この日のイベント前には、「東京コミコン2024」のゲストとして来場しているジェイソン・モモアとの対面が実現。『ゲーム・オブ・スローンズ』に出演しているモモアと、『コンコルディア/Concordia』に出演する中島。くしくも同じフランク・ドルジャーがショーランナーを務めるドラマに出演経験がある2人ということで、最初から意気投合した様子。さらにそこに「東京コミコン」のゲストとして来場していたアンセル・エルゴートも合流するなど、貴重な3ショットが実現した。映画好きな中島としては「『アクアマン』のジェイソンさんや、アンセルさんともお会いできて感激しました。アンセルさんと僕がジェイソンさんを挟んでピースしている楽しい3ショットが撮れたのでうれしかったです」と喜びを隠せない様子だった。
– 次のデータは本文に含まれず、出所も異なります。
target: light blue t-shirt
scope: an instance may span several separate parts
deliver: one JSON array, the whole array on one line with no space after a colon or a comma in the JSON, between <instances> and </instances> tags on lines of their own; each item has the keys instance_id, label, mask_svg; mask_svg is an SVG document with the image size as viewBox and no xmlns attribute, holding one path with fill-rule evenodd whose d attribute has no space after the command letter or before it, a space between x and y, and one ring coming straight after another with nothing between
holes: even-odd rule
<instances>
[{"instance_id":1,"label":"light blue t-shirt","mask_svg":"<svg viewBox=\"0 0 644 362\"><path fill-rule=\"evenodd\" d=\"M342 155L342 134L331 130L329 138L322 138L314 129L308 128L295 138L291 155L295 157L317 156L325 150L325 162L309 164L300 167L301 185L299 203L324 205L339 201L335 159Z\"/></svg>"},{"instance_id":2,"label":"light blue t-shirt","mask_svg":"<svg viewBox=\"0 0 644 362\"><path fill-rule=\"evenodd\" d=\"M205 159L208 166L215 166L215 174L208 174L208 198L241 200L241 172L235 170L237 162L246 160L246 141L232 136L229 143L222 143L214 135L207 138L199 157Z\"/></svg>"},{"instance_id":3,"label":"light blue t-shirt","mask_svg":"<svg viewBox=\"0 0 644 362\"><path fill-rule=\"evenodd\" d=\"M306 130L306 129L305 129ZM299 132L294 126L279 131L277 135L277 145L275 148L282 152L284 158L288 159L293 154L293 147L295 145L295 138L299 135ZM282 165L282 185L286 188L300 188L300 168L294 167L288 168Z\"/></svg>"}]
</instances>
そんな彼にとって本作は海外ドラマデビューとなったわけだが、そのオファーの経緯とはなんだったのか。「『ゲーム・オブ・スローンズ』のフランク・ドルジャーがプロデュースするドラマをつくるにあたって、日本の技術者を演じることができる日本人はいないかと探していたみたいなんです。僕はちょうどその時、海外の仕事が増えていったタイミングで。僕が英語でインタビューをしている動画がネットにあがっていたんです。それでHuluのプロデューサーがフランクと話をして、健人がいいんじゃないかというふうにお話ししていただいて。今回の役が決まりました」と説明。「今考えてみたら、これまでやってきたひとつ一つの活動が、外国での活動に向けたオーディションのようになった感じがします」としみじみ語った。
当然ながら本作の脚本は英語で渡されたとのこと。「本当に難しい内容でした。最初はすべてを理解できたわけではないので、台本を1話1話、翻訳して。自分の中で理解を深めた上で、英語の芝居をしていきました。ただ難解なサスペンスなので、日本語でもきっと難しかったと思います。共演のナンナ・ブロンデルは、『わたしたちでも難しいセリフを健人はしっかりと覚えているから。頑張って』と言ってくれた」と振り返った。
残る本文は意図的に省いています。